At press time, the National Guard staff was refusing to comment in depth on its part in what the press, players, and public alike are calling "an atrocity."

"My men were just doing what they were trained to do," said National Guard adjutant coach Bobby Canterbury. "You can't blame them. If the other guys get blown away, well, then we're doing our job."

Kent State players and fans alike began the night with an optimistic attitude, having clinched the MAC conference championship and its automatic tournament bid just the previous Saturday. In the days leading up to the contest, there was little mention of the possible historical impact of the first meeting between the two rivals in over 30 years.

"Yeah, I remember the loss we suffered to the Ohio National Guard in 1970—everyone does," said Kent State sports-information director Jeff Schaefer Thursday night, referring to the annihilation at the hands of the Guard that spawned the still-popular stadium anthem "Ohio." "That catastrophic defeat was more than an important moment in sports history—it was a seminal moment in American history.
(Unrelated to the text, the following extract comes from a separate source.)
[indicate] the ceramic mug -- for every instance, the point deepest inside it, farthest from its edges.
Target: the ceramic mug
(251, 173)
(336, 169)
And now it's happened again."

"I was only a kid when that happened, but I still knew that performance was a national disgrace," said Kent State student and basketball fan Lori Klaus, who was seated close to the action in the student section and was wounded when an opposing shooting guard charged into the stands to fight for possession. "I was trying not to think about it when I came tonight. You think something like that can't happen anymore, but… I guess now I'm part of history, too."

"Why?" Klaus asked those around her. "Why did they do this?"